A Rose By Any Other Name Would Be Just As Funny

Well first off, I’d like to note that at your local convenience store…most like the 7-11 since they are everywhere…you may notice a product of hilarity. I’ve seen this orange or red packaged granola bar with the title “Sweet And Salty Nut”.


Now I’m no marketing genius but one would think that a person living in this country would be hip to whatever colloquialisms are going on these days. However, perhaps it works better than I’m giving credit because I do remember the product. I’m not gonna buy it on sheer principle, but I do remember it!

That reminds me…I’m pretty sure people remember those late night commercials for NADS which is a waxy hair removal product from Australia. I giggle to myself everytime I’ve seen it. “Rub NADS on your face…” Ha!

Some names of products are not as raunchy but funny nonetheless. I was just reminded talking with a new friend of mine, that I recall driving behind this Infiniti. And of course they have that insignia and logo on the back. Nice car! Well next to it, on the top right of the trunk is the edition...it was Limited. I don't know if the manufacturers or the driver of the vehicle found that as funny as I did, but I couldn't help notice that irony.

Meanwhile, to my right was some hot blonde driving a cherry red convertable with her finger 2 knuckles deep in her nose. What a hilarious day.

This is a segue into the real meat of my thoughts today. I actually was just reminiscing on an e-mail chain started by me with a couple friends of mine from a previous job. My friend Sage and I started thinking of names of products because I brought up the fact that it was funny how a lot of breakthrough medical products have allusions to the thing they are trying to cure embedded in the name. Often even says what it does…Flonase for example. Clever! I’ve seen Dermatol, Vagasil, Herpacin….I mean, I’m glad they’re descriptive but they seem kind of gross. I’m expecting medicine related to hemorrhoids to be called Bungcoolafed. How about Itchyassitin? Maybe a jock itch formula called Scratchballasol. Cure for smelly butt? Try Stankbootafed.

Quick note: Sage is a good friend of mine and a great poet by the way. I’d provide a link here but she doesn’t have a friggin’ website showcasing her talent. HINT HINT SAGE!

Tuesday, August 7, 2007

Spider Pig

So I finally saw the Simpsons movie. I personally thought it was pretty hilarious. As some friends said, it was like watching a long episode on TV. I guess that would bother some people but I thought it was great. Like giving back 10 bucks for all that free entertainment on Fox. Well, we pay for it with watching all those damn ads.

That actually reminds me, thank God for Matt Groening and more recently Seth MacFarlane. Hours of entertainment from The Simpsons and Family Guy; I don't think I've laughed more than at those 2 shows. Amazing that a couple of cartoons can be more rich and complex (and funny) than 99% of the "real" shows.

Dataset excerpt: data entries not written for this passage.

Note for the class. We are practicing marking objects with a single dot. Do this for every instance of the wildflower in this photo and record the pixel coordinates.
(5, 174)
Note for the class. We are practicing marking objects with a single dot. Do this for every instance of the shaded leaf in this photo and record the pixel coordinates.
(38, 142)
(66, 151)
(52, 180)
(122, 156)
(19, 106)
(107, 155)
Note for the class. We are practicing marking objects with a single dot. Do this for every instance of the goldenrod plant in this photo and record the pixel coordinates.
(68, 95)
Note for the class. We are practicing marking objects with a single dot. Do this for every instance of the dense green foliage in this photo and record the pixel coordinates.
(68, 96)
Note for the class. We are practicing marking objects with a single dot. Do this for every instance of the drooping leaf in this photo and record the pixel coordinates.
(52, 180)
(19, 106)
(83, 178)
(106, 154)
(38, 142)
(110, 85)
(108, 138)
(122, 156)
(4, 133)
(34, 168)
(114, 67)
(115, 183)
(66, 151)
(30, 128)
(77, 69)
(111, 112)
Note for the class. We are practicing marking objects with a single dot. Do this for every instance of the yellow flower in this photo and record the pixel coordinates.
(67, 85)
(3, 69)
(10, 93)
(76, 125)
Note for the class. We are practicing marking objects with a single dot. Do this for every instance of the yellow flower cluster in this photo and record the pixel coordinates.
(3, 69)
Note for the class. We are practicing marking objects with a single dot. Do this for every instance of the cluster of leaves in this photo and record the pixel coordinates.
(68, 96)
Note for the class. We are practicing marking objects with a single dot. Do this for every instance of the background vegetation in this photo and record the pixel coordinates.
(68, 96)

Late night; I'm sleepy and I'm at work trying not to drink coffee and trying to remember some of the funnier lines from the movie. I guess I'll wait for the DVD.

Wednesday, August 1, 2007

Lizard of Odds

Random: Is it a bad omen if you have a lizard on your desk at work? I frankly don't know how it got there, and moreso WHY it was there, but apparently it figured it should be near me. I actually thought it was a fake toy someone left on the shelf on my desk but something told me not to touch it with my hands and I used a notebook and sure enough the thing moved. Freaked me out for a second as I'm not accustomed to reptiles being on my desk, then I was just laughing. Because really I'm no where near the door, and I don't recall having my lizard musk on. So I asked my colleagues if anyone had a pet lizard and apparently no one claimed him. So my boss got it in a cup and I got it in a plastic bag and took it outside to let him go.

If anyone reading this has any other random critter stories, please share.